HASH_SIZE should be about four times the maximum number of phone numbers
you expect to store, to reduce collisions.

What data is associated with each phone number?  What do you intend
to do with the list?  Do you want to look up things by phone number,
or by some other key?

Dave

djones@megatest.UUCP (Dave Jones) (08/18/88)

From article <2550078@hpisod2.HP.COM>, by decot@hpisod2.HP.COM (Dave Decot):
>> could anyone recommend a hashing algorithm to store a list of 10
>> digit phone numbers (area code plus 7 digits).
>> It should have little or no overflow and no collisions (as few as
>> possible). The list will contain more than one area code but
>> about 1000 numbers per area code (ie not a totasly random sample
>> but one which has a relatively common prefix)
>> thank you very much.
> 
> Treat the ten digits as an integer, n, and compute the index
> as (n % HASH_SIZE), where HASH_SIZE is the size of your hash table.
> 
> Store the number, and the record for that number, in the first empty
> hash table location at or after the index you've computed.

...


There are a couple of rather serious problems with the algorithm suggested.
One is that the high order bits in the phone numbers will not affect
the hash.  Say for example you store all of radio station KGO's talk 
numbers, (415) 263-TALK, (408) 469-TALK, etc. (or whatever they are).
They all map to the same slot.

Secondly, the "first-empty-slot-after" algorithm tends to build up clumps
which the subsequent linear searches have to trace through, adding to
the size of the clump, and thus the likelyhood that it will get hit
next time.

I have devised a method for hashing which has not been published previously.
It is very very fast.

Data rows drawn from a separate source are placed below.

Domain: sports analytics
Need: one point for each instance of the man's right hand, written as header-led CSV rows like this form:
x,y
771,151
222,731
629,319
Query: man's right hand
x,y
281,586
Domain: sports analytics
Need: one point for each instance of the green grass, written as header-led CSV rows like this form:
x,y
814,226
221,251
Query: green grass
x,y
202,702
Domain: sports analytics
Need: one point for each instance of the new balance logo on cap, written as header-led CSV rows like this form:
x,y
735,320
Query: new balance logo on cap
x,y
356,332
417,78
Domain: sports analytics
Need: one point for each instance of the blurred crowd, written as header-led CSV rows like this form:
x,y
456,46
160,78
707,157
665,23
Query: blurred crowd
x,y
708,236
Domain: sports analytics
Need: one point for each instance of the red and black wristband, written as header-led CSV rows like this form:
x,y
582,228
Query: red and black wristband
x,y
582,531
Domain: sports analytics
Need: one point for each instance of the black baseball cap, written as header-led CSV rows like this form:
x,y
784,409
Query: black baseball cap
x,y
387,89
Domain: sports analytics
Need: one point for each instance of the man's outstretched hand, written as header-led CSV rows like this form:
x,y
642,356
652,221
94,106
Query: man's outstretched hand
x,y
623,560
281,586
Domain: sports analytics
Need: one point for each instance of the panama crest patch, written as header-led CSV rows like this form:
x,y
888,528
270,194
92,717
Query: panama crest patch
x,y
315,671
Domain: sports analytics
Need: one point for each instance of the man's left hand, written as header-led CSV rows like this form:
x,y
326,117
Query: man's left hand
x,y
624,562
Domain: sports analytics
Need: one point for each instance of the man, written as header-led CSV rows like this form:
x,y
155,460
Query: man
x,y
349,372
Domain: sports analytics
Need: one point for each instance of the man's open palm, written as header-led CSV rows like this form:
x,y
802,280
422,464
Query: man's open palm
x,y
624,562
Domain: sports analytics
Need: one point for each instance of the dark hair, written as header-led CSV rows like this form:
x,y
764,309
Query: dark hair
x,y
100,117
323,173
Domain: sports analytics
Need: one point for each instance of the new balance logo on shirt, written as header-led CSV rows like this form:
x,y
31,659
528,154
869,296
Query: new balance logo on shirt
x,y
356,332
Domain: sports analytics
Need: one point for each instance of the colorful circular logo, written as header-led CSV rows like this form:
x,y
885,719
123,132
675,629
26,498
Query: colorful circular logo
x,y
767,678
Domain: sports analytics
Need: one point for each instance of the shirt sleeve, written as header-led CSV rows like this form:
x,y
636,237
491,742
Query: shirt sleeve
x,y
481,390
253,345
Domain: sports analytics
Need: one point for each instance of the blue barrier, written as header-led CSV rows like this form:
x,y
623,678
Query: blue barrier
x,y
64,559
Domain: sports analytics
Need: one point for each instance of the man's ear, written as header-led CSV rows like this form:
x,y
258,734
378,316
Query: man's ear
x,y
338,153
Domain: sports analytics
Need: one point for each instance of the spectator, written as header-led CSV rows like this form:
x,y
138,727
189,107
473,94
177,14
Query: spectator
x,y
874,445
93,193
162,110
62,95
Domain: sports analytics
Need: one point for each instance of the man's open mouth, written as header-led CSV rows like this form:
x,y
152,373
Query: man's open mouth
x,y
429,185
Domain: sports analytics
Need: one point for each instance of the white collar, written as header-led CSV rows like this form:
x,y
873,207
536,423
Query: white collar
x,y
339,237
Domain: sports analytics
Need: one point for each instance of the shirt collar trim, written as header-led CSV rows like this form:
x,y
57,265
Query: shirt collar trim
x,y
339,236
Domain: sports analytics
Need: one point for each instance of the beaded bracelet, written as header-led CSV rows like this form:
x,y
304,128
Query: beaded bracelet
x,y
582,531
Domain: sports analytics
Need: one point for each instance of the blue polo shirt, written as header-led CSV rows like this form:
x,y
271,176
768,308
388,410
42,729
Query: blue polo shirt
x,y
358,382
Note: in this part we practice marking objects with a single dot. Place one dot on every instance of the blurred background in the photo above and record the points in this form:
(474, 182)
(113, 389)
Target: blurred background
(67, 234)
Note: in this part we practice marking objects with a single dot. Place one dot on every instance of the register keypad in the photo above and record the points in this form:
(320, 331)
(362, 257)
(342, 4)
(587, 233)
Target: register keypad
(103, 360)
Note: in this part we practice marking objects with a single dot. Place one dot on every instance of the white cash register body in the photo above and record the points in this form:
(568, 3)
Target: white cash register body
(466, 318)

Here is the WORLD PREMIERE!!

First let's settle the business of how to hash integers into the
range 0..M-1.  I suggest that you use hash(I) = (I*32821) % M

The number 32821 has some magic properties that spatter things about nicely.
See "Algorithms" by Sedgewick.

My hashing technique uses a table-size M which is always a power of two.
This makes the modulo-function (%) very fast on a two's compliment machine,
if you are willing to accept a tiny bit of machine-dependance. (I never
expect to use a machine that is not two's compliment, so I'm not too 
scared.)

You code the mod function as

	H & mask

rather than 

        H % table_size

where mask is table_size-1.

For a "rehash" function, rather that looking at the next slot, I use the
function defined by the following recursive definition:

         rehash(0,slot) = slot
         rehash(i+1, slot) = ((rehash(i,slot)+1)*3) mod M

When M is a power of two, this fuction cycles after precisely M/2 steps.
I have proved as much, but my proof is tedious. The range of the
sequence is the set of numbers in 0..M-1 which are congruent to
slot or slot+3 modulo 4.  Don't ask me how I discovered this; I think
it came to me in a vision.

When the table gets half full, I double its size and hash everything
into the new table.

The routines allow for removing entries, as well as adding them
and looking them up, but I have omited the removal routine, which is
quite tricky.

Here is an excerpt from the actual code: (For purposes of the telephone
number problem, we may assume that "entry" is a record which contains
a telephone number and some other stuff, and that obj->eq is a pointer
to a function that returns true when two entries have the same tele-number
in them and false otherwise.  obj->hash is a pointer to a function that 
multiplies the tele number in an entry by 32821.)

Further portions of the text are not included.